The affirmative vote of a majority of the votes cast is required for the ratification of the passage of the advisory opinion to approve the company's executive compensation for the fiscal year ended December 31, which means, again, that the number of shares voted for Proposal 3 must exceed the number of shares voted against such proposal. The fourth and final item to be voted on by holders of our common stock is whether to approve the Third Amended and Restated Rexford Industrial Realty, L.P. 2013 Incentive Award Plan, as more fully described in the Proxy Statement, which is hereinafter referred to as the Amended and Restated Incentive Award Plan. The affirmative vote of a majority of the votes cast is required, meaning, once again, that the number of shares voted for Proposal 4 must exceed the number of shares voted against such proposal.

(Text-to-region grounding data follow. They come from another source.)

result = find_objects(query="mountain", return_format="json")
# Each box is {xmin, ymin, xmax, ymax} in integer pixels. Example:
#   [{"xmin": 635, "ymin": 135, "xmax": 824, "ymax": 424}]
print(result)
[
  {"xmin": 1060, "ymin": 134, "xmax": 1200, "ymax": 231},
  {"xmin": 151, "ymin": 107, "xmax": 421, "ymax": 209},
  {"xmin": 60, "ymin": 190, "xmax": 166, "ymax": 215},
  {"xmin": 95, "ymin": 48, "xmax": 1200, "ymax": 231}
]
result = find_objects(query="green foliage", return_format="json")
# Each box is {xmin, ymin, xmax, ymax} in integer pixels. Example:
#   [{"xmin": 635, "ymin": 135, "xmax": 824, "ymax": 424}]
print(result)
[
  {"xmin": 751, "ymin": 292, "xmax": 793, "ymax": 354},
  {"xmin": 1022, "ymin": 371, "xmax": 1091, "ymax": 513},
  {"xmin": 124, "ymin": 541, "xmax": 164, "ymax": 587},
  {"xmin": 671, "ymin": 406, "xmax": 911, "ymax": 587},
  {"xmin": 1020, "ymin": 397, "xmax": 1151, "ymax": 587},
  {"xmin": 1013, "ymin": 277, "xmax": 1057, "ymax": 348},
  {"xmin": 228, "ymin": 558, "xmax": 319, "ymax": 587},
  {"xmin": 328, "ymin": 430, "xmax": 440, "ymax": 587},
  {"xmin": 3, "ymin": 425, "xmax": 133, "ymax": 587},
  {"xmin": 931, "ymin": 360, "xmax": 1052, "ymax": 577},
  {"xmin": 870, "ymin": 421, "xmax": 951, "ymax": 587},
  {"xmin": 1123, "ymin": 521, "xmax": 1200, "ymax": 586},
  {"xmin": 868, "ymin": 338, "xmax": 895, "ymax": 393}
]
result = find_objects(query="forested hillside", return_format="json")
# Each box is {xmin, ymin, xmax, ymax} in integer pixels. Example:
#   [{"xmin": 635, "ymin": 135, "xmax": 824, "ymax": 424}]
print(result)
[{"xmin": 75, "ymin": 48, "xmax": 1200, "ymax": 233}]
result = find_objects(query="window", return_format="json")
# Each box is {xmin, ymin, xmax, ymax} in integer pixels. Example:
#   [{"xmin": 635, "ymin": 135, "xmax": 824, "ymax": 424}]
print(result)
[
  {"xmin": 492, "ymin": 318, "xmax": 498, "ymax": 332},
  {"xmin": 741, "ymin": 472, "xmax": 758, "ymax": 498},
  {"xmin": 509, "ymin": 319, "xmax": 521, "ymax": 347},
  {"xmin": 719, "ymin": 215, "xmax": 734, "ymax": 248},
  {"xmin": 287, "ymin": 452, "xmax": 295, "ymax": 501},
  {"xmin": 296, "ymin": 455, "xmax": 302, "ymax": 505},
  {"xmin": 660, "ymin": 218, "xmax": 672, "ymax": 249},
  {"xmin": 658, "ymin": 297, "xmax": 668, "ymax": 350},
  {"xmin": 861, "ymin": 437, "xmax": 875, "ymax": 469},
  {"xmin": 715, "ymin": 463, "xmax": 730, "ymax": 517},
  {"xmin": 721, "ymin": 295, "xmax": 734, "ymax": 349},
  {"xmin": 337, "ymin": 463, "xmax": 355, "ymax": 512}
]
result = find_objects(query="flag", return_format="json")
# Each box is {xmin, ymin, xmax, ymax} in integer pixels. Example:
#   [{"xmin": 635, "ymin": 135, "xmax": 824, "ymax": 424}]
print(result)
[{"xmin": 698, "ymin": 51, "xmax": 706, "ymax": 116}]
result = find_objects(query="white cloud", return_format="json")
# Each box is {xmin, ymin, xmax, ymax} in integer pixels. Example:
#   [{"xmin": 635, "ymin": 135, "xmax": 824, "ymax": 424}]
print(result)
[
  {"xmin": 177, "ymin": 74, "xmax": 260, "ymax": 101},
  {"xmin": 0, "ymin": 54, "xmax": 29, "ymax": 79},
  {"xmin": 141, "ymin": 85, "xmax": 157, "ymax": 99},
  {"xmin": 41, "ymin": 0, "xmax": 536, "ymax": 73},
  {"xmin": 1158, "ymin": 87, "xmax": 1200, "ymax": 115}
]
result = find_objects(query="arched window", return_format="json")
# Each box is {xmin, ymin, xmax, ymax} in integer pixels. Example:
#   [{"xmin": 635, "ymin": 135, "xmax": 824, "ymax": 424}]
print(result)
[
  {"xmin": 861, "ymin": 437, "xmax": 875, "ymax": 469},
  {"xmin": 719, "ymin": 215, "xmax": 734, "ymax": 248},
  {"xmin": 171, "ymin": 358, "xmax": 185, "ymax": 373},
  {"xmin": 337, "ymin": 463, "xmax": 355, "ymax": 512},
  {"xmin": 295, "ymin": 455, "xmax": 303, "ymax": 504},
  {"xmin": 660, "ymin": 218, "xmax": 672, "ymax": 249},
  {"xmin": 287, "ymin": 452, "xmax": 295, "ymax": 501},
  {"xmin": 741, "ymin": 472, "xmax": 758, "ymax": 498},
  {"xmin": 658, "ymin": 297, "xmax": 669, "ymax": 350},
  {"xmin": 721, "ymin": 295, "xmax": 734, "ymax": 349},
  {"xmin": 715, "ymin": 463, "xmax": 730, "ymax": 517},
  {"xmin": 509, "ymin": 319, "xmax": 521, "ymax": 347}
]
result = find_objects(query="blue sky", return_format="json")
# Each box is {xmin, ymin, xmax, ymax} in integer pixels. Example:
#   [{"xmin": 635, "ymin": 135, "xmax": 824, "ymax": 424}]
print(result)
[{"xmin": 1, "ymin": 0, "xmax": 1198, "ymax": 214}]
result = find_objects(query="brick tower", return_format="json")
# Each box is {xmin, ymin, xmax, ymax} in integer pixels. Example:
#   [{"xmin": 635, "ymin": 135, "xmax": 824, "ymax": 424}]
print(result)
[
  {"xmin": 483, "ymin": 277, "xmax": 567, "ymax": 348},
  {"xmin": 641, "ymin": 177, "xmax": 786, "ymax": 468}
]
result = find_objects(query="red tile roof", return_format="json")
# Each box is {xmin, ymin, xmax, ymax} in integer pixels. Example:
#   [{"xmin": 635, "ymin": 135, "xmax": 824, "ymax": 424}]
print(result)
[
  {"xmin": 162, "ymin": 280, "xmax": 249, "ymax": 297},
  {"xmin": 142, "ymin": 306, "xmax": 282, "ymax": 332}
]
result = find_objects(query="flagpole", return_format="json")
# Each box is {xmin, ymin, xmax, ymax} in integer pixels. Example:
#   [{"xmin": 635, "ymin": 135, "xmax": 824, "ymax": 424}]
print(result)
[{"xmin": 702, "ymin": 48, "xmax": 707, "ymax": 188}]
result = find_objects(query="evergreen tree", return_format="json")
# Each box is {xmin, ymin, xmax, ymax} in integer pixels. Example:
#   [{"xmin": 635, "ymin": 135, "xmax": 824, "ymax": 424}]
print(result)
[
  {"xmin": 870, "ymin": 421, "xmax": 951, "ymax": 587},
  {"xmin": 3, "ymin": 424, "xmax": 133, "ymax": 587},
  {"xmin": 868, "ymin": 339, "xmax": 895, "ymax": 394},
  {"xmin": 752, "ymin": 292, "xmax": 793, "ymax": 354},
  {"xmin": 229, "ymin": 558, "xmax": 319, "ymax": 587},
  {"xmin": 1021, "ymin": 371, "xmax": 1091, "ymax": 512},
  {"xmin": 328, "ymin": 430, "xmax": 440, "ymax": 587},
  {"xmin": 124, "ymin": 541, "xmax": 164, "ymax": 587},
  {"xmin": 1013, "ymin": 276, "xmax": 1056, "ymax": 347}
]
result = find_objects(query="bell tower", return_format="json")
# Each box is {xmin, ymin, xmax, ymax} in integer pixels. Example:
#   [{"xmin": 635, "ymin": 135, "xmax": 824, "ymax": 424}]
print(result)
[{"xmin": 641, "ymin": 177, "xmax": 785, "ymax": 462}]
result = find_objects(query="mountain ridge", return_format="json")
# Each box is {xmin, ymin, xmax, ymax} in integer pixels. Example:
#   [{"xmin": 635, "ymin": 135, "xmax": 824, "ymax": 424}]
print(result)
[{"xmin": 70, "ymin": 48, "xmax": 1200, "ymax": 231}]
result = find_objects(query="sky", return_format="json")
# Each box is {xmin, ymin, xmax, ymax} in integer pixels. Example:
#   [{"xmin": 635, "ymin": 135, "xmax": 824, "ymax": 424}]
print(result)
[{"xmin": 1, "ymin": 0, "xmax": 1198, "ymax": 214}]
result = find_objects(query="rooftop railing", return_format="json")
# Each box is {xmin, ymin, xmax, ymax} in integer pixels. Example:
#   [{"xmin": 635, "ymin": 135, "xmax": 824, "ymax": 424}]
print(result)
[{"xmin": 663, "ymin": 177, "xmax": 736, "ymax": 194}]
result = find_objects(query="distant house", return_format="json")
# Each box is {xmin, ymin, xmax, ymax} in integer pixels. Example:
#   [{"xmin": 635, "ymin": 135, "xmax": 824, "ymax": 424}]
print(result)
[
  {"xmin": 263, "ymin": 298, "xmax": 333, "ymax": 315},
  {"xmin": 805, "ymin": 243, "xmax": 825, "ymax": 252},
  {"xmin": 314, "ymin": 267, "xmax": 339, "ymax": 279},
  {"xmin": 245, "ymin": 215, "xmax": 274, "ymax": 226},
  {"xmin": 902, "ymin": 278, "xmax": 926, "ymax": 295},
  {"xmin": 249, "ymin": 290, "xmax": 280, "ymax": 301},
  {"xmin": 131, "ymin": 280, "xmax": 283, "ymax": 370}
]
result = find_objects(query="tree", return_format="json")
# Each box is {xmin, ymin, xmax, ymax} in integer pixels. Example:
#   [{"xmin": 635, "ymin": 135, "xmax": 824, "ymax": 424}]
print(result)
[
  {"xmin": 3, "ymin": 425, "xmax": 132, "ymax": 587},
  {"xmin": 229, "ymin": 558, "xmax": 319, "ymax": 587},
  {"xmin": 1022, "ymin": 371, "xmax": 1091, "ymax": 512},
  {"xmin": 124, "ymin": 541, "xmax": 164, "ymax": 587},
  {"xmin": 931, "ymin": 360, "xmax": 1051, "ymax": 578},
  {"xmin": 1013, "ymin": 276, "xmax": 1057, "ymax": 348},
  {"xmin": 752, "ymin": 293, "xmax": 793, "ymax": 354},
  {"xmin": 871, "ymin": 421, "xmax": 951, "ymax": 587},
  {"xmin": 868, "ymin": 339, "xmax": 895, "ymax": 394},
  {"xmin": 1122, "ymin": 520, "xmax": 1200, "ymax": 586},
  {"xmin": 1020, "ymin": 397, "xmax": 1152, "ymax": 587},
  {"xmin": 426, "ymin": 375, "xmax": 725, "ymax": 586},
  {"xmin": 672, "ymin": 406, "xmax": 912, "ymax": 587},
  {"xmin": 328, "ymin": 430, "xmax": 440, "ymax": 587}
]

The polls are now open and will proceed with the vote. Stockholders who have voted by mail, proxy, telephone, or internet do not need to vote again unless they wish to change their vote. If you have not already voted or wish to change your vote, you may do so by clicking the proxy voting site link on the left side of your screen. After all ballots have been properly submitted, they will be collected and delivered to the Inspector of Election. When you have completed your online ballot, please submit it through the Equiniti system so that the Inspector of Election can receive it. I'll now pause. Equiniti, please confirm that everyone had an opportunity to cast his or her ballot.

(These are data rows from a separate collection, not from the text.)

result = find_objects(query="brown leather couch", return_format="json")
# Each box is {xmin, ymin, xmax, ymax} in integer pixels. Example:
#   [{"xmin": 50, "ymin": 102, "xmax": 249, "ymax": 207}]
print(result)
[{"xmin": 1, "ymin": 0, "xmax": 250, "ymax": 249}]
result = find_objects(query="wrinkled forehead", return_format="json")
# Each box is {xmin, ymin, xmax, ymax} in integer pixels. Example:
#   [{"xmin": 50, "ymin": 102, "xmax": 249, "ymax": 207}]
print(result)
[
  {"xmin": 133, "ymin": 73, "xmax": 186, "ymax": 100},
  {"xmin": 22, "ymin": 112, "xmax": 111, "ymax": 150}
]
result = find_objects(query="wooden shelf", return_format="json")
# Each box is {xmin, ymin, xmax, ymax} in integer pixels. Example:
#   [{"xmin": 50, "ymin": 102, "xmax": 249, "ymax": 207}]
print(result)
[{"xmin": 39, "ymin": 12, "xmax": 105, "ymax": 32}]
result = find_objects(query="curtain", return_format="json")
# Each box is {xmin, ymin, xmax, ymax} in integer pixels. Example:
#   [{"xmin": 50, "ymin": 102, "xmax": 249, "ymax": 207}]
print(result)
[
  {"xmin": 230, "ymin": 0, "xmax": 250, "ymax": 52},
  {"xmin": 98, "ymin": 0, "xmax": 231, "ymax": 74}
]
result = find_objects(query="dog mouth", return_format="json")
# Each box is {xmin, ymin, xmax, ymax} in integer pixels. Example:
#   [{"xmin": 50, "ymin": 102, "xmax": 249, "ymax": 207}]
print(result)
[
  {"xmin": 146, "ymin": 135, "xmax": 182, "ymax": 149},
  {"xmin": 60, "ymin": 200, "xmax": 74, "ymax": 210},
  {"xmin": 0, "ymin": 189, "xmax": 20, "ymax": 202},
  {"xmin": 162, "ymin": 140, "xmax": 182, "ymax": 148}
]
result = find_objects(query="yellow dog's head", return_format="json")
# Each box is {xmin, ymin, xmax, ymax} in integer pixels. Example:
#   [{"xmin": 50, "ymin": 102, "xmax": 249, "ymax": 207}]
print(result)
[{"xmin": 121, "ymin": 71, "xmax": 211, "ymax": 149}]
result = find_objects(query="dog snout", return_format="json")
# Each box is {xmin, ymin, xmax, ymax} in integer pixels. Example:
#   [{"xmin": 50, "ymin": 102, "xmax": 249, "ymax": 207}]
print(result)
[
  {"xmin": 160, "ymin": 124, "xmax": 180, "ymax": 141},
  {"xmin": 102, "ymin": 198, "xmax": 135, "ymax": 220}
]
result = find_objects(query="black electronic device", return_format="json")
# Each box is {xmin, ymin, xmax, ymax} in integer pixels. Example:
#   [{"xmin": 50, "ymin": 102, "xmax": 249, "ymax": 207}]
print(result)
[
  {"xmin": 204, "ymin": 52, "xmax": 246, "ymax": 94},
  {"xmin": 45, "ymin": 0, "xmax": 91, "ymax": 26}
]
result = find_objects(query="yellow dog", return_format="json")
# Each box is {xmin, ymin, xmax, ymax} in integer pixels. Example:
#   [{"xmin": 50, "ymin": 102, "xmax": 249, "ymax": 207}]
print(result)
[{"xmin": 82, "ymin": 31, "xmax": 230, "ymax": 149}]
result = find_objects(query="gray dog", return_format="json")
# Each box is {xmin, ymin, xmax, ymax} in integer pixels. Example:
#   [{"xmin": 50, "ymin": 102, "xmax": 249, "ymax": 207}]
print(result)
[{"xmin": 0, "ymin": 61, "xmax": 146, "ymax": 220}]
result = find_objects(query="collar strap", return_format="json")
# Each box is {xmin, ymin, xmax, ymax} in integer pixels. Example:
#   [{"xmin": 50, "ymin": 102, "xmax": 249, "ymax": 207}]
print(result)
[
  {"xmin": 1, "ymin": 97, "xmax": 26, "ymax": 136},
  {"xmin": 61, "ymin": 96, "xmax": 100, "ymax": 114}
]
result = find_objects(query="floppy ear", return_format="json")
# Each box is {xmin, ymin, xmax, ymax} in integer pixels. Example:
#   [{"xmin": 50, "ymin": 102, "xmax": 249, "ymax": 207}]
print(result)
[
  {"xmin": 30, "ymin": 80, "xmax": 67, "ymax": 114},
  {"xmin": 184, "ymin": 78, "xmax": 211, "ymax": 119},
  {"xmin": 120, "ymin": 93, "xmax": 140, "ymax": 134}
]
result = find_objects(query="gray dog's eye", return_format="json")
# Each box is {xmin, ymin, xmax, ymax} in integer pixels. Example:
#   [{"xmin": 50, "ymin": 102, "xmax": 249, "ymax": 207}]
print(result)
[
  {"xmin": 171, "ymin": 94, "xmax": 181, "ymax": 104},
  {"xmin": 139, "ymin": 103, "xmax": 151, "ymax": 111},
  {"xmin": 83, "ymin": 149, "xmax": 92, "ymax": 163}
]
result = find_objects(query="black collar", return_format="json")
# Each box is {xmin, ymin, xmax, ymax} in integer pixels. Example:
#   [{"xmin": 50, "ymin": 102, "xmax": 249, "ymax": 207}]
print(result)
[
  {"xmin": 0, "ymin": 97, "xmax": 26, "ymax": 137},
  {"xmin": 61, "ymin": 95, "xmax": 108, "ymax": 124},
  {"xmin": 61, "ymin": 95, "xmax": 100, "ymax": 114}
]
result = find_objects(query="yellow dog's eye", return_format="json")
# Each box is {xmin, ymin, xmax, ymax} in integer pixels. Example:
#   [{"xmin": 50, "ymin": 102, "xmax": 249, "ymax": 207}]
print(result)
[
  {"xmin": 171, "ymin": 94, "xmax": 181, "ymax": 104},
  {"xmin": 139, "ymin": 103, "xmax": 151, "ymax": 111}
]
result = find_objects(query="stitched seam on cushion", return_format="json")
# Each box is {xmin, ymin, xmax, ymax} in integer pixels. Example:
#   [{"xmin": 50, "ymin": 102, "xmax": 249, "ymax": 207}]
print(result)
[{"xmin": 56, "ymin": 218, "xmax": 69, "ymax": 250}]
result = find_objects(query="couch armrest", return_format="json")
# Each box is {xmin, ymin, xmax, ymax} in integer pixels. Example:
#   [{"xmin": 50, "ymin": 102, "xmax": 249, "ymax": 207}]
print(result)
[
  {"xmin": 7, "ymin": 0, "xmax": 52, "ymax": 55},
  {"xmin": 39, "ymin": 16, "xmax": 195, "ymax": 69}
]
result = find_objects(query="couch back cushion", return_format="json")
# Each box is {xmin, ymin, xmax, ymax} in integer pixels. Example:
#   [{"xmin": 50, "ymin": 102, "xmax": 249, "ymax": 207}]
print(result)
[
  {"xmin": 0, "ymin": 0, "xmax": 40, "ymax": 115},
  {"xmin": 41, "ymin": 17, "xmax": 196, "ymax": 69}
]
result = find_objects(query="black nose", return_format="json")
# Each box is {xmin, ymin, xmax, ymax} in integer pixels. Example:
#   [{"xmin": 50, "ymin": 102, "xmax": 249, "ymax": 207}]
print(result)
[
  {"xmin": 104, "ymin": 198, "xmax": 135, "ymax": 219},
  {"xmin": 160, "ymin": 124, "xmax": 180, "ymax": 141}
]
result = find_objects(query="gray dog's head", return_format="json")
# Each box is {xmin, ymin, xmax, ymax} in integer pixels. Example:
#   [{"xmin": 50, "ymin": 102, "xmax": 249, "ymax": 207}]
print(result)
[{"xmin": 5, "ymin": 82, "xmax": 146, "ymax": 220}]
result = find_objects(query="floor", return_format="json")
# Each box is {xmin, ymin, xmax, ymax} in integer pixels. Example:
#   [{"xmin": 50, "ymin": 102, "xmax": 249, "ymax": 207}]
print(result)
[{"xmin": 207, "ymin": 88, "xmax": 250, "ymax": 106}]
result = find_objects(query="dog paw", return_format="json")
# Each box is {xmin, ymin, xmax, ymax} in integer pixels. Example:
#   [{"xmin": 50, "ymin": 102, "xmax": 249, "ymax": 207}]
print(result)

All those wishing to vote have had the opportunity to cast their ballot.
The polls are now closed. I have been advised that the Inspector of Election has completed the preliminary vote count. The Inspector of Election has informed me of the following. Each nominee for the director has received a majority of votes cast for. The proposal to ratify the election of KPMG as the company's independent registered public accounting firm has received the affirmative vote with a majority of the votes cast for. The advisory resolution to approve the company's executive compensation for the fiscal year ended December 31 has received the affirmative vote with a majority of the votes cast for. The proposal to approve the Third Amended and Restated Incentive Award Plan has received the affirmative vote of a majority of the votes cast. Based on these results, I hereby declare: 1) Each director nominee has been duly elected. 2) The selection of KPMG has been ratified.
3) The compensation of the company's named executive officers for fiscal year 2023 has been approved by the stockholders on an advisory basis. 4) The Third Amended and Restated Incentive Award Plan is adopted and now effective. This concludes the formal portion of the 2024 Annual Meeting, which is now adjourned. We will now turn to any questions that have been properly submitted in accordance with the Proxy Statement. The board and meeting secretary, David Lanzer, will identify any such questions.
I have reviewed the virtual meeting site for stockholder questions, and no questions have been submitted.
Thank you, David. That concludes the question-and-answer session, and I want to thank everyone, all of you, for attending today's meeting and for your kind interest in Rexford Industrial Realty. Thank you.